夜深雨滑,路途遙遠,你未曾從西壘調兵增防都尉城,我也能理解。
可為了那一萬多石糧草,緻使光狼城被趙軍詐開城門,這件事兒,你回去自己給秦王一個交代!”
王齕點了點頭,一言不發。
“原本按照計劃,秦王是要在前線再增援二十萬兵力的。
可如今大軍集結於端氏邑,你卻把前期運送的糧草給弄丟了。
老馬嶺山高路險,運糧本就不易。
好不容易攢下的糧食,卻被你拱手送給了趙國!”
白起長嘆一聲,現在的局勢顯然讓他都無比頭痛。
“說說吧,趙軍的領軍之人,你怎麼看?”
“兵法謀略,爛熟於心。排兵布陣,從容嚴謹。
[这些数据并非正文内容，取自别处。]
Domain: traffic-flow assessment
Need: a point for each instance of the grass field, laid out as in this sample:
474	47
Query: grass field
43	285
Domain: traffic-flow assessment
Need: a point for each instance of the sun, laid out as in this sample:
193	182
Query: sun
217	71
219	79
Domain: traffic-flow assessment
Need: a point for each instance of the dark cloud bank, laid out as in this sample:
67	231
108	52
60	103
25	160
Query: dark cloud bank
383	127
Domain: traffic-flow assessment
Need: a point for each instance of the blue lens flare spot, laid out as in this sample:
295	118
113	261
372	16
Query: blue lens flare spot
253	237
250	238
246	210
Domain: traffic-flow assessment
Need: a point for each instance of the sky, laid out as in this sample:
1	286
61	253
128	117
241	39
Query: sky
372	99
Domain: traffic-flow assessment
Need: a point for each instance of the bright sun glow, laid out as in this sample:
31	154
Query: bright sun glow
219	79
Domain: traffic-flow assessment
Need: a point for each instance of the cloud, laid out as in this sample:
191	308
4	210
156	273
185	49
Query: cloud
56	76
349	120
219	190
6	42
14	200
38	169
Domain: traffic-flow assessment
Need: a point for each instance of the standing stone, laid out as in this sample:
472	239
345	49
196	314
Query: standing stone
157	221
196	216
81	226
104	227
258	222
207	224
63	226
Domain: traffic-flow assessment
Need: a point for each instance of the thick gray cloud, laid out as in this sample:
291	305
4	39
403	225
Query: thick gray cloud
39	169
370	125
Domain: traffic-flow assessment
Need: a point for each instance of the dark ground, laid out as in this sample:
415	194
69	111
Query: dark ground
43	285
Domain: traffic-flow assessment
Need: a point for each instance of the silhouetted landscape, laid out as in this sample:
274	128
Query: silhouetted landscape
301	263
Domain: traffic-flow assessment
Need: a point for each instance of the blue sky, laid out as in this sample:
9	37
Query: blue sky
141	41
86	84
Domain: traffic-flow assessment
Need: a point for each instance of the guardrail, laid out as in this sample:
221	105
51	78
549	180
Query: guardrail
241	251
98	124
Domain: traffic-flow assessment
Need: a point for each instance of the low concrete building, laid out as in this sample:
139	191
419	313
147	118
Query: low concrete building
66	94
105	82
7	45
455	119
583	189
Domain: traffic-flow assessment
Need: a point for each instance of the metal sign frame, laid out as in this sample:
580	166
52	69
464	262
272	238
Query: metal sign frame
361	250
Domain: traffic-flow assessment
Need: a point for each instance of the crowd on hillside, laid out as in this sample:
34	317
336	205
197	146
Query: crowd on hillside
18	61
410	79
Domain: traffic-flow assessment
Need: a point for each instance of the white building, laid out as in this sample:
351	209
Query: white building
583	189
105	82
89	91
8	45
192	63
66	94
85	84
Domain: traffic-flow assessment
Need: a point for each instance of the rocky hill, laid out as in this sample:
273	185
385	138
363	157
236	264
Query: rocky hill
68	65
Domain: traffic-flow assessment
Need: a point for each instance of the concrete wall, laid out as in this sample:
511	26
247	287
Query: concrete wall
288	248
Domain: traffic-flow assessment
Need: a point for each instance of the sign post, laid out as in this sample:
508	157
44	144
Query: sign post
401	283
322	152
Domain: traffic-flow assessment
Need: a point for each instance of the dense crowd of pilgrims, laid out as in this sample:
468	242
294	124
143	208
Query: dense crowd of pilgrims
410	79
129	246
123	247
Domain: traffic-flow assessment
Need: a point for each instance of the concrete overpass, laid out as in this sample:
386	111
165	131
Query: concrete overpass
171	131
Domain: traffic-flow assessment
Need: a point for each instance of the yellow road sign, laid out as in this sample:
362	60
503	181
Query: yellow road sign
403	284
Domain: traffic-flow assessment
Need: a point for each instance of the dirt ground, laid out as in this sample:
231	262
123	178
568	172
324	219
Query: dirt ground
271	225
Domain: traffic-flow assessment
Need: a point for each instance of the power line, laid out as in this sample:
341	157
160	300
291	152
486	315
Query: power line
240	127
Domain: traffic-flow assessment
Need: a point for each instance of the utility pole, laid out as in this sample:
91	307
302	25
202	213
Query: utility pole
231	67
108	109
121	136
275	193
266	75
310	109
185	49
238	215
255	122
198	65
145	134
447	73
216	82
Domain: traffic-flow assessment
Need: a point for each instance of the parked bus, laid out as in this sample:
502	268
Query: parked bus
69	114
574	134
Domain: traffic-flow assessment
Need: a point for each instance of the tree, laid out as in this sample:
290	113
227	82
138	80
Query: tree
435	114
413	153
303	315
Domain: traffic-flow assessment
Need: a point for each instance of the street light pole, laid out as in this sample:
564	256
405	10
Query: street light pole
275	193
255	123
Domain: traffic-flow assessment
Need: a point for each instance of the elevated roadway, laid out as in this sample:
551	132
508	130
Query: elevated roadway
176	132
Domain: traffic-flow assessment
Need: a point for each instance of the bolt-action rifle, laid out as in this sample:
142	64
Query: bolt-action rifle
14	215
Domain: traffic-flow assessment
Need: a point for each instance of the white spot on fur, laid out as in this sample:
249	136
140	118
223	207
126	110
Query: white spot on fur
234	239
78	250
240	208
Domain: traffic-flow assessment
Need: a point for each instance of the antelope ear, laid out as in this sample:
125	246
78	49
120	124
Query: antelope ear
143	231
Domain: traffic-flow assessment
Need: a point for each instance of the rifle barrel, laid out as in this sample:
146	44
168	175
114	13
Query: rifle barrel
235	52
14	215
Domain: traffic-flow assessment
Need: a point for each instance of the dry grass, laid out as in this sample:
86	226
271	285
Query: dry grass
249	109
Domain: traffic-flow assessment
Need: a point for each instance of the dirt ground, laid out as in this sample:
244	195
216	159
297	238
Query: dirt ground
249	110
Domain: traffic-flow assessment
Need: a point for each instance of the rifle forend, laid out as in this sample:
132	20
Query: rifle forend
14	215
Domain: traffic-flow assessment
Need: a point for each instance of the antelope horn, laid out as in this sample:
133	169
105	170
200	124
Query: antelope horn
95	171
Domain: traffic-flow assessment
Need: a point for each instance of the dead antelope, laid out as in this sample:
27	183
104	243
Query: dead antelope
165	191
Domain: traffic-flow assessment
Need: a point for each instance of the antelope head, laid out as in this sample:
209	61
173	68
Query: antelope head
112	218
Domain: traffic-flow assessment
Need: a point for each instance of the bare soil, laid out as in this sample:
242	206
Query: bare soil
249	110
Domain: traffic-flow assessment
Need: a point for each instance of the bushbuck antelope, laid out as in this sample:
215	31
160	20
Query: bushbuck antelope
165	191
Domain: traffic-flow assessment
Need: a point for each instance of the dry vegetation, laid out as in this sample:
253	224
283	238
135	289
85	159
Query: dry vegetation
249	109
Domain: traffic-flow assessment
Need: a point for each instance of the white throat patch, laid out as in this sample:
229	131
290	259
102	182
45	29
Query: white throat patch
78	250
戰術新穎,膽大心細,可入當世名將之林。”
這評價,可以說是相當之高了。
王齕頓了頓,斟酌片刻道。
“還有就是,趙軍將領中顯現出了幾個新麵孔,皆是青年俊傑,領兵作戰攻守自如,排兵布陣無比嫻熟。”
“可即便如此,趙軍鎮守光狼城的,依然是用了老將趙驤。知人善任,堪為帥才啊!”
白起的目光微凝,麵色無比慎重。
趙驤這人有缺點也有優點,豐富的作戰經驗在趙國老將中也是屈指可數了。
由他駐守光狼城,還真不好奪回來。
“我派人查了一下,趙軍的主將喚作馬韜,曾是趙將蓋同手下的偏將。
向來聲名不顯,碌碌無為。沒想到蓋同死後,卻讓他如此脫穎而出。”
王齕取出趙軍的帛書,恭敬地遞給白起。
白起目色驚訝,隻是草草掃了一眼,便輕笑道。
“魚目混珠的技倆罷了!前線一個小小的偏將,再怎麼脫穎而出,又怎麼入的了趙王的耳目?
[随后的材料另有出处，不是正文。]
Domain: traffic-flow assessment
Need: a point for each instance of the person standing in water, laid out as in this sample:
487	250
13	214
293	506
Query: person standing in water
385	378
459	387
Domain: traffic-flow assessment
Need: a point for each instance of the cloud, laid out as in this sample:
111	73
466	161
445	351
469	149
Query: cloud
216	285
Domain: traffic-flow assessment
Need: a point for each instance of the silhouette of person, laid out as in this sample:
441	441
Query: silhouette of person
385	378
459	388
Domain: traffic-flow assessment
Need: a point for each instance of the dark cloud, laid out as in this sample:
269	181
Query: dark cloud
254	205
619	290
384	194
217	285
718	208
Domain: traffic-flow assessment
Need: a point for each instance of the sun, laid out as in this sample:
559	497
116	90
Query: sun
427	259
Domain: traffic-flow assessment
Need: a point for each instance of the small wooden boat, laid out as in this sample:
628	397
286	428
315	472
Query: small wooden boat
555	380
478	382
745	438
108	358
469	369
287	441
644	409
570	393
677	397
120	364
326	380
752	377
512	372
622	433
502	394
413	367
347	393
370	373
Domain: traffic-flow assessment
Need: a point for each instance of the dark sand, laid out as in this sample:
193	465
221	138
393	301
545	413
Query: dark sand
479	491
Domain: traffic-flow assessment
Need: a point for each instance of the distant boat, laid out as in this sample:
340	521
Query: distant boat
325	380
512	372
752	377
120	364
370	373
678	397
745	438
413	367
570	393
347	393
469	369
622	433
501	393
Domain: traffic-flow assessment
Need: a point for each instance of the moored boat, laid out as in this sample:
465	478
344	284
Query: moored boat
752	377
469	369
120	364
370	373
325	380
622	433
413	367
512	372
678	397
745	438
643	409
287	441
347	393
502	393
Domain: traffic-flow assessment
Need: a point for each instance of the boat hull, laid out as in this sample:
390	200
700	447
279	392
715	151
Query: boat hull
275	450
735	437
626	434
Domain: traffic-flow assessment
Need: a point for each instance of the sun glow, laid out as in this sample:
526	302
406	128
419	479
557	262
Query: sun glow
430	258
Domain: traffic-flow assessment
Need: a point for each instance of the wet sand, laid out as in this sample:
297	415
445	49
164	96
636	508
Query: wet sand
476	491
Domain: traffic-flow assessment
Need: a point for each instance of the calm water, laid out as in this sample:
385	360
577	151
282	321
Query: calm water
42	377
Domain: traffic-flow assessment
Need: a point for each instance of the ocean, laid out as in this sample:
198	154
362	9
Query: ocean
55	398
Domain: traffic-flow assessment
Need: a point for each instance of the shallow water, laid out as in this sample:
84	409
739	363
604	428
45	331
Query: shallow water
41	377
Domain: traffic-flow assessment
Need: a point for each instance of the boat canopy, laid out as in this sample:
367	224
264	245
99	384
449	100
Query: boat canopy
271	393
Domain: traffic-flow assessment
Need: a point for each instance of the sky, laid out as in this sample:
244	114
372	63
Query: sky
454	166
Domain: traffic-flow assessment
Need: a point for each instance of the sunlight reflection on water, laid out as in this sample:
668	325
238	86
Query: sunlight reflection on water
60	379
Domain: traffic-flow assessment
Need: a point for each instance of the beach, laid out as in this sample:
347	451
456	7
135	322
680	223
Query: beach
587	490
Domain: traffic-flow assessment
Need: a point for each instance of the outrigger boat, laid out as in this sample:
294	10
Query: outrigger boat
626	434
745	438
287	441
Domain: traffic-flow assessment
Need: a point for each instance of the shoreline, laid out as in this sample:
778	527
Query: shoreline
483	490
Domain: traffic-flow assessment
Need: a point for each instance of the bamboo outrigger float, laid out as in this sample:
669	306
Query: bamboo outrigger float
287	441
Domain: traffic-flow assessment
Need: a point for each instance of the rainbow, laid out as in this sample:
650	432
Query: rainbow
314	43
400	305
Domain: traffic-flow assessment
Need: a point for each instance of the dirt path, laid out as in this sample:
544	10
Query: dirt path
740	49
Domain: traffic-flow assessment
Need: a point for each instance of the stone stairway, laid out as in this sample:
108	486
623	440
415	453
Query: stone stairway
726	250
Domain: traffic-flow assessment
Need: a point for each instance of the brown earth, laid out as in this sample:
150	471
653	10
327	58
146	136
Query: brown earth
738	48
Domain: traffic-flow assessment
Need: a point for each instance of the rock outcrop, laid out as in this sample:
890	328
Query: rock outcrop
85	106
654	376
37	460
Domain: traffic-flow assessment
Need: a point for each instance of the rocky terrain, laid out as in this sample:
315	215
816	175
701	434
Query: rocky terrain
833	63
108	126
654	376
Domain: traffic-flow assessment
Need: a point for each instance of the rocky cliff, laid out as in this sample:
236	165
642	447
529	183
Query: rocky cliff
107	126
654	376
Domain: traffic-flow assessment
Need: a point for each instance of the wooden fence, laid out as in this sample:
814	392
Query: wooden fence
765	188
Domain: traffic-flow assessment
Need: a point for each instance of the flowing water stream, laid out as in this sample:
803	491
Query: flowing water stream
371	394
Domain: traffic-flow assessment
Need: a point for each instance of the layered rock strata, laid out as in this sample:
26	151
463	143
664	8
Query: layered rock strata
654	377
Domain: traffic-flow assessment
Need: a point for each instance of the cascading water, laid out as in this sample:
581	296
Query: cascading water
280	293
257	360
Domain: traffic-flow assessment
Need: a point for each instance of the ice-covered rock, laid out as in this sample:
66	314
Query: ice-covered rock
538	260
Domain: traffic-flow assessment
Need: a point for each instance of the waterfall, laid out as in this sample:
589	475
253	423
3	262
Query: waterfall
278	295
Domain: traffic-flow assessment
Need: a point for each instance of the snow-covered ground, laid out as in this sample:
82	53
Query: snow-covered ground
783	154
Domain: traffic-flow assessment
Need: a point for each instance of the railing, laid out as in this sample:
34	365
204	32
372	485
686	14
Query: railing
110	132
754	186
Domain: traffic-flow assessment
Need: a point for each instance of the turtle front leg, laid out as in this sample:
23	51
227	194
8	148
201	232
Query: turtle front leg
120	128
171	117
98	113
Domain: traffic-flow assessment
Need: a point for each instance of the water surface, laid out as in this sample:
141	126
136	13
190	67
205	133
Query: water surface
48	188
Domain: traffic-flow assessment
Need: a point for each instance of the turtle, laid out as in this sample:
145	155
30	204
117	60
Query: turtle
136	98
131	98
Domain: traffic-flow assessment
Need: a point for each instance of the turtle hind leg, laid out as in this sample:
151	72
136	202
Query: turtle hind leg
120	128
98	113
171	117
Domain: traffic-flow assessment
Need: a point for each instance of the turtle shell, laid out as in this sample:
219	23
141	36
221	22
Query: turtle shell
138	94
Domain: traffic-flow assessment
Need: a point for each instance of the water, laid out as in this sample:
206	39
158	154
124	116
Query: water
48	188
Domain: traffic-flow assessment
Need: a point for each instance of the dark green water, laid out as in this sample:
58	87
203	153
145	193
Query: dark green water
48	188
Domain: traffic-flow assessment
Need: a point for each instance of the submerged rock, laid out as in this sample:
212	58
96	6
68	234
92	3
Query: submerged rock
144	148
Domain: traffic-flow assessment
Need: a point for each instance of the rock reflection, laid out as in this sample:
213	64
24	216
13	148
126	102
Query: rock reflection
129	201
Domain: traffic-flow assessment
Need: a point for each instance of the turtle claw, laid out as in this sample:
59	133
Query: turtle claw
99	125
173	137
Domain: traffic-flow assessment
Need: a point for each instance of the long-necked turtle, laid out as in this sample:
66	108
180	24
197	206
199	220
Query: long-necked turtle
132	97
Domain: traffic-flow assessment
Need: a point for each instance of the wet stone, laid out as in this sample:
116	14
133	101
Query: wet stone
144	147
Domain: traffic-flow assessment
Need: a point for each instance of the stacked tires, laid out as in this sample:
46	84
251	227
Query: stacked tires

指揮前線數十萬兵馬,國家存亡委於一人,又豈會是無名之輩。”
“所以,趙國主將另有其人?”
王齕恍然大悟,隻覺背脊發涼。
仗打到現在這種地步,他竟然連趙軍的主將是誰都不知道!
“根據我國暗探密報,此次領軍的將領,極有可能是趙括。”
白起淡淡道。
“馬服君趙奢之子?”
王齕有些驚訝。
從麥丘之戰到閼與之戰,趙括隨父從軍,輾轉沙場也有二十年了。
同樣是將門虎子,王齕可不認為他隻會紙上談兵。
白起點了點頭。
“有很大的可能,但沙場之事,需要心細謹慎,一定要查實清楚。”
王齕應了聲是,白起再次將目光投在了帛書的落款。
“帛書上這個喚作左鎮督的職位,你又瞭解多少?”
王齕的老臉一紅,趙軍改革軍製的事情,他也是剛剛纔回味過來,根本沒來及調查。
“查,馬上派人去查!”
“趙軍究竟有多少兵力,主將到底是誰?
如果是趙括,人在哪裡?如果不是,人在哪裡,趙括又在哪裡?”
白起看著默不作聲的王齕,臉色一沉。
“趙軍的軍製改革到底到了什麼地步,有多少個職位,各職司掌多少兵馬?
把我們的斥候全放出去,打悶棍也好,抓俘虜也罷。就是混進敵方軍營去數,也得把趙軍的部署完全摸清。
半個多月了,對敵方的軍情一無所知,這仗還怎麼打!”
王齕冷汗直流,大氣也不敢喘一下。
白起說完,也不理會王齕,徑自朝帳外走去。
他的背上,彷彿承載著六國的無數冤魂,背負了秦國的萬裡河山,那脊梁骨越來越彎。
是殺神,是兵仙?
還是那默不作聲的馬夫。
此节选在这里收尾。